Dengan memperhatikan dan mengukur validitas soal secara cermat, pembuat tes
atau ujian dapat memastikan bahwa instrumen evaluasi yang mereka gunakan dapat
memberikan informasi yang akurat dan relevan tentang kemampuan peserta. Oleh karena
itu, pemahaman yang baik tentang konsep validitas soal serta penggunaan rumus-rumus
yang tepat sangat penting dalam pengembangan, analisis, dan interpretasi hasil tes atau
ujian.

4. Reliabilitas soal lengkap dengan rumus rumusnya dan contohnya


Reliabilitas soal mengacu pada sejauh mana suatu tes atau ujian konsisten dan
dapat diandalkan dalam mengukur kemampuan atau konstruk yang diuji. Reliabilitas
menjadi faktor penting dalam pengembangan instrumen evaluasi karena menunjukkan
seberapa baik instrumen tersebut dalam memberikan hasil yang konsisten jika diulang
penggunaannya.
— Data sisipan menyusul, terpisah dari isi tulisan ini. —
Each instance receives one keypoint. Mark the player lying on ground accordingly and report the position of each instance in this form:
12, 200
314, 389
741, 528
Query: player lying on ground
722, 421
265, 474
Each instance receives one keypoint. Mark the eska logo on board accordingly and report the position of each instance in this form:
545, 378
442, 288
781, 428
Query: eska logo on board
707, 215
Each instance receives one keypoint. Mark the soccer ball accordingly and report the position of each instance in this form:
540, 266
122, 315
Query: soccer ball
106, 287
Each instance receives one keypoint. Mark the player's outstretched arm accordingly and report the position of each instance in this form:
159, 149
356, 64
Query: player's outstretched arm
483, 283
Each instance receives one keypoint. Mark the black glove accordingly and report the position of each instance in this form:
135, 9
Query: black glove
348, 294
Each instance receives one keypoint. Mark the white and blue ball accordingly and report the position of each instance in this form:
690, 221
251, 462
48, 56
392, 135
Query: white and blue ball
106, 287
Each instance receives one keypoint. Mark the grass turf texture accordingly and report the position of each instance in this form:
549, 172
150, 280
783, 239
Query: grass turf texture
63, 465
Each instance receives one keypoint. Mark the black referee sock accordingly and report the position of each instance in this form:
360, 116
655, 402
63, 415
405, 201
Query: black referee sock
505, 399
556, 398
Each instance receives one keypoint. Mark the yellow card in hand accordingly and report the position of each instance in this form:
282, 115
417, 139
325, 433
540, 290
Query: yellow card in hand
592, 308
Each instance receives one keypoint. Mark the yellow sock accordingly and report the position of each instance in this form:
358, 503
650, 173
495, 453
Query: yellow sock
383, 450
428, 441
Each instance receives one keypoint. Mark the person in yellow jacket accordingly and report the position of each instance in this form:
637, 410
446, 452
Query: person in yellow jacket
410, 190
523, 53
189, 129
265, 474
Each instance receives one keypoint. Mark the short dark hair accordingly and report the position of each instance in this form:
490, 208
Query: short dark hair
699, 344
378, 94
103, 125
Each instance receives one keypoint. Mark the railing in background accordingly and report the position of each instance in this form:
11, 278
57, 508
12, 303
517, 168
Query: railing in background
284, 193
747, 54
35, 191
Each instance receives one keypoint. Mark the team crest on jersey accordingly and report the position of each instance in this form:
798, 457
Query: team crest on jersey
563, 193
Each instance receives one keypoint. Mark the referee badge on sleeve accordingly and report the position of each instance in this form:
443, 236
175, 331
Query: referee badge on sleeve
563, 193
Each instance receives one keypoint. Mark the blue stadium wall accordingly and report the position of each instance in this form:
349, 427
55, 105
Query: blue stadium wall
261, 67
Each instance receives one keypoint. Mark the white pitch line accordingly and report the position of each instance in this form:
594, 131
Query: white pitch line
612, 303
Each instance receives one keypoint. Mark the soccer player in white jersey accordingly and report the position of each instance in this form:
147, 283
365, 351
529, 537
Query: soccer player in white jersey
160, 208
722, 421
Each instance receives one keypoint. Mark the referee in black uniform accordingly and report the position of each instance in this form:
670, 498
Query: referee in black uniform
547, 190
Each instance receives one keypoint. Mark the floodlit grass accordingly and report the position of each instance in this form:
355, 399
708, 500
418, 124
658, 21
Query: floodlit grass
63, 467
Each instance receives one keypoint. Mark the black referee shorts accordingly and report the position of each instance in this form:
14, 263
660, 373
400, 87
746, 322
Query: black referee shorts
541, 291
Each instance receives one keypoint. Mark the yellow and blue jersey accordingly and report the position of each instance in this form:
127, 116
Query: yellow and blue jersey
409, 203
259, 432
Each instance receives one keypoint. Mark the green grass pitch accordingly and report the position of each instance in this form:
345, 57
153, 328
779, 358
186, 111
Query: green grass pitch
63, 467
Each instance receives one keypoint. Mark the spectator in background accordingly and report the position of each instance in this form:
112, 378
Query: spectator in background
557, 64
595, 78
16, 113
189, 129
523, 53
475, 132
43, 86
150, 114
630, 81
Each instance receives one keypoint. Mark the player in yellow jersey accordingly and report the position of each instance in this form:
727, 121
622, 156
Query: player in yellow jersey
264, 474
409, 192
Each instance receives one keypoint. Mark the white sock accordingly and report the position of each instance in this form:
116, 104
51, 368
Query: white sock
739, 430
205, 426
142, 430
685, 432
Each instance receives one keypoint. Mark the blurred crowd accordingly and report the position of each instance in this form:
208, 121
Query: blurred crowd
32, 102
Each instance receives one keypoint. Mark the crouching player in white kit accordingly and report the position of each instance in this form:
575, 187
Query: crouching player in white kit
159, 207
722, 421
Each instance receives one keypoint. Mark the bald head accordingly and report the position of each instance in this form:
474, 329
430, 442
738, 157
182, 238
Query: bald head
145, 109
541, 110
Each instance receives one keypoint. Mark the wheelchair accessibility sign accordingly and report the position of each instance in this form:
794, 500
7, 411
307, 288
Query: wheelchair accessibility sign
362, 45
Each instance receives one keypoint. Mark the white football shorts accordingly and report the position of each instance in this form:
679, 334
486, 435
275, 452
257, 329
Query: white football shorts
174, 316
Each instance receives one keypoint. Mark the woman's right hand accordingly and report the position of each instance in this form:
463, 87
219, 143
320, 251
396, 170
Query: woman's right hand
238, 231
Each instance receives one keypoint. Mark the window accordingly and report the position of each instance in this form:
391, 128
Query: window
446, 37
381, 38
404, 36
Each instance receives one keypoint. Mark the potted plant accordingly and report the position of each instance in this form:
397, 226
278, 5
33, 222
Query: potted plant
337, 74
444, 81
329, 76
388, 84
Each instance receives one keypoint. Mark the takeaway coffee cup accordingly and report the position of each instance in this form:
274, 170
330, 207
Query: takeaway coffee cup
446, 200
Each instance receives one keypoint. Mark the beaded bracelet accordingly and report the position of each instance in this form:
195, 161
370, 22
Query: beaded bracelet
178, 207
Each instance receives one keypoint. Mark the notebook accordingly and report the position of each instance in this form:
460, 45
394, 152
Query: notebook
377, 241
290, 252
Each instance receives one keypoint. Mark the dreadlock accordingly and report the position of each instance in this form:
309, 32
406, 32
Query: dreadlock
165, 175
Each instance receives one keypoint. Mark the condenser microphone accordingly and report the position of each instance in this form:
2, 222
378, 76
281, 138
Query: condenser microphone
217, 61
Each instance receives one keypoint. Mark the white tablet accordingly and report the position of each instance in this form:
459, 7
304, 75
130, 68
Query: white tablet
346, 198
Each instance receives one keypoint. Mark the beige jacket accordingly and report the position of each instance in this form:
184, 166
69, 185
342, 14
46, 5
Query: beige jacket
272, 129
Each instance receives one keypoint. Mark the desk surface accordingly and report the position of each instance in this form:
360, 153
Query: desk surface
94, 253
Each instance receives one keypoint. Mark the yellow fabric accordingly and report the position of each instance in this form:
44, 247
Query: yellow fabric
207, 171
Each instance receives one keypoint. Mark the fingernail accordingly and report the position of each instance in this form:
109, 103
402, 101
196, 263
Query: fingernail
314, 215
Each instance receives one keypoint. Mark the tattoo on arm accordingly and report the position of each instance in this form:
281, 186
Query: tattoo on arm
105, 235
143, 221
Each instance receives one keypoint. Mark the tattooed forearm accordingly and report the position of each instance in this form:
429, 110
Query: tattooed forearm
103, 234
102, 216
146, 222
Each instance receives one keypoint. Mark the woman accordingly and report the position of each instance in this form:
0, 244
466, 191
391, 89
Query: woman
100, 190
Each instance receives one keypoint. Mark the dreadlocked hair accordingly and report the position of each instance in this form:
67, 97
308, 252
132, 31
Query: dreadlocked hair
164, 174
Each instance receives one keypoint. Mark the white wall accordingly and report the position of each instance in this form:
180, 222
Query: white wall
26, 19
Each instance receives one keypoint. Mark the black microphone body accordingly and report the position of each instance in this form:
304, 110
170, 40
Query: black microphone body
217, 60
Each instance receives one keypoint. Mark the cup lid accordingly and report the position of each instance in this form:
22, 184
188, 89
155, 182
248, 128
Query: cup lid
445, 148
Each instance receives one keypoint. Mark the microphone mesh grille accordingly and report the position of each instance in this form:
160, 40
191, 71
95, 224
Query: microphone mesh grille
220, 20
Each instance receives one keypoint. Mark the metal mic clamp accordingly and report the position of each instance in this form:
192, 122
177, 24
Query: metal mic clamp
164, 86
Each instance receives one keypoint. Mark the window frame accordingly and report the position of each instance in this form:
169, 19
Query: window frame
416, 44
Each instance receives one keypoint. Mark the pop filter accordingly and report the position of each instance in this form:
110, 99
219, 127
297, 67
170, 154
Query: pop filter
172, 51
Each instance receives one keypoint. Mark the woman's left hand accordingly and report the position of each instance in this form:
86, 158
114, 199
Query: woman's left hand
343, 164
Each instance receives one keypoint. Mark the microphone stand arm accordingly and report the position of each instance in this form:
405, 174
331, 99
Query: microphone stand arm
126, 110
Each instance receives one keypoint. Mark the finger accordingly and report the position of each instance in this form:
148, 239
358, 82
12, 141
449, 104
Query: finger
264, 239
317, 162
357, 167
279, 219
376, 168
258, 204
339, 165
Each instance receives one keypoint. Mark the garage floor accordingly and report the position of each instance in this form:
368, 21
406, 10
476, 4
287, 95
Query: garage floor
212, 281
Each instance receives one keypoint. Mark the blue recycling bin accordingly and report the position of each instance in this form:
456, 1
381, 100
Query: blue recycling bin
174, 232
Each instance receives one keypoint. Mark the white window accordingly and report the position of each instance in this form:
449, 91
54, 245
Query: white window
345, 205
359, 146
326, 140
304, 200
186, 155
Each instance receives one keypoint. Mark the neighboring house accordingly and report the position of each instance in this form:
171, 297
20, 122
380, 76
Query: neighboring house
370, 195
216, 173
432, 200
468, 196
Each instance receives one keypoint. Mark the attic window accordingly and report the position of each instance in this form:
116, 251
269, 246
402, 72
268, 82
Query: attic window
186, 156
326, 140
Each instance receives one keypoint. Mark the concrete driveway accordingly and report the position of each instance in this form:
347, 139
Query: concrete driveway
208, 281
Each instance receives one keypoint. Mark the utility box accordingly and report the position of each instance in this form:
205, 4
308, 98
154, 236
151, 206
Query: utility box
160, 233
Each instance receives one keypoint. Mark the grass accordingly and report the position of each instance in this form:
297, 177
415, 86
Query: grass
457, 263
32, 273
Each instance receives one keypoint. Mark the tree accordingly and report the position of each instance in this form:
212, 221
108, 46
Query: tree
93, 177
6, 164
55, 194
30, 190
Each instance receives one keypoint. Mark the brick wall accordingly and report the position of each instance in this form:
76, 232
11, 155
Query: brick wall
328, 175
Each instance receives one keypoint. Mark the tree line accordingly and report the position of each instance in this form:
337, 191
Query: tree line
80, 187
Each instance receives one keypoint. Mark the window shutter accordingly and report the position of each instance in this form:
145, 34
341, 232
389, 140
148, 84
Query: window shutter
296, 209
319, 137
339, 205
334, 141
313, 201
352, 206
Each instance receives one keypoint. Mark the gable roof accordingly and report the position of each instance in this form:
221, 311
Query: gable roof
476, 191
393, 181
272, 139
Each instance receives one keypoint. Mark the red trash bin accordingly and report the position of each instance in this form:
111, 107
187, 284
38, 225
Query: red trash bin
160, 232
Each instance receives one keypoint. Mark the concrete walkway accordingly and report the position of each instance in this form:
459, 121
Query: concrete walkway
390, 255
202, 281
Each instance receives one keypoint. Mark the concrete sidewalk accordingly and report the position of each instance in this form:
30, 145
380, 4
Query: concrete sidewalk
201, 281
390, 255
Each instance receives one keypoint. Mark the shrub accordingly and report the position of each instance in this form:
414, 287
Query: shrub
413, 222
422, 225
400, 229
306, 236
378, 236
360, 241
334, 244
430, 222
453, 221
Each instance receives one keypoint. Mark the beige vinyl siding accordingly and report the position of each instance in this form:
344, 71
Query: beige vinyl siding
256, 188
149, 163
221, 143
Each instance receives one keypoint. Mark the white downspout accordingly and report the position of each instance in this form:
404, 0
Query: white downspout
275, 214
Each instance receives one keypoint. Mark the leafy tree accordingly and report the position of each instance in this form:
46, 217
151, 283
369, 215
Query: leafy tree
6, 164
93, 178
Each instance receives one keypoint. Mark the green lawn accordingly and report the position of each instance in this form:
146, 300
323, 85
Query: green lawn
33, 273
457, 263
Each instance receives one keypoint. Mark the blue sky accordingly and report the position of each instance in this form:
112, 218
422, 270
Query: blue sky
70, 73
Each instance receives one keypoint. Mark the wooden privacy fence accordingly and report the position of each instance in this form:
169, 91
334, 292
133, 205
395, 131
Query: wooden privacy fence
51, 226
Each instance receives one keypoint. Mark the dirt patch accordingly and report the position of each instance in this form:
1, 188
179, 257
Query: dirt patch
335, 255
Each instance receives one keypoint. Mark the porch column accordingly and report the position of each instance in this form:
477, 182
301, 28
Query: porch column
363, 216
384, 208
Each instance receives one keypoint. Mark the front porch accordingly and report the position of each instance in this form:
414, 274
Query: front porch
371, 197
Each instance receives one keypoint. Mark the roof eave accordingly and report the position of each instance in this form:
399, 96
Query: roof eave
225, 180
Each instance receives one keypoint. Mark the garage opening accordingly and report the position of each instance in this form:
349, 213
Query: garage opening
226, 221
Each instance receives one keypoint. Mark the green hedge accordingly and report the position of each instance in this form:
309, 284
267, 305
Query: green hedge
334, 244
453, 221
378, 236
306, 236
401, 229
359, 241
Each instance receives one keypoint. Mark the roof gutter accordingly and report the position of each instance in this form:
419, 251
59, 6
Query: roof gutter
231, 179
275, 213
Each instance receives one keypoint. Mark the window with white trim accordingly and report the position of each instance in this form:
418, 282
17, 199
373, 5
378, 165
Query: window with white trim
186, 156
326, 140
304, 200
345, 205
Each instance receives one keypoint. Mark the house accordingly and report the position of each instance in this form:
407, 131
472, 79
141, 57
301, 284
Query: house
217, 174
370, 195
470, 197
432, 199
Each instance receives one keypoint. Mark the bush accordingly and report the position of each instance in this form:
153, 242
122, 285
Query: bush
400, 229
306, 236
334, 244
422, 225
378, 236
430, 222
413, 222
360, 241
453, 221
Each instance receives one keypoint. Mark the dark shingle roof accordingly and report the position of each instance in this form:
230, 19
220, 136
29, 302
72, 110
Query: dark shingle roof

Dengan kata lain, reliabilitas soal mengukur sejauh mana hasil tes atau
ujian dapat diandalkan dan dapat dipercaya.

Terdapat beberapa jenis reliabilitas yang umum digunakan, antara lain:


1. Reliabilitas Test-Retest: Mengukur konsistensi hasil tes ketika diulang pada
waktu yang berbeda.
2. Reliabilitas Parallel Forms: Mengukur konsistensi hasil tes yang menggunakan
dua versi tes yang setara.
3. Reliabilitas Internal Consistency: Mengukur konsistensi antara item-item
dalam tes.
Rumus-rumus yang umum digunakan untuk menghitung reliabilitas soal adalah sebagai
berikut:
1. Koefisien Korelasi Pearson: Digunakan untuk mengukur korelasi antara skor tes
pada saat pertama dan skor tes pada saat kedua.
2. Koefisien Alpha Cronbach: Digunakan untuk mengukur konsistensi internal
antara item-item dalam tes.
3. Split-Half Reliability: Digunakan untuk membagi tes menjadi dua bagian dan
mengukur konsistensi antara kedua bagian tersebut.

Contoh penerapan reliabilitas soal adalah dengan melakukan uji reliabilitas test-
retest pada tes kognitif. Peserta diuji pada dua waktu yang berbeda dengan tes yang sama
untuk melihat sejauh mana skor mereka konsisten antara dua waktu pengujian.
Dengan memperhatikan dan mengukur reliabilitas soal secara cermat, pembuat
tes atau ujian dapat memastikan bahwa instrumen evaluasi yang mereka gunakan
memberikan hasil yang konsisten dan dapat diandalkan. Oleh karena itu, pemahaman yang
baik tentang konsep reliabilitas soal serta penggunaan rumus-rumus yang tepat sangat
penting dalam pengembangan, analisis, dan interpretasi hasil tes atau ujian.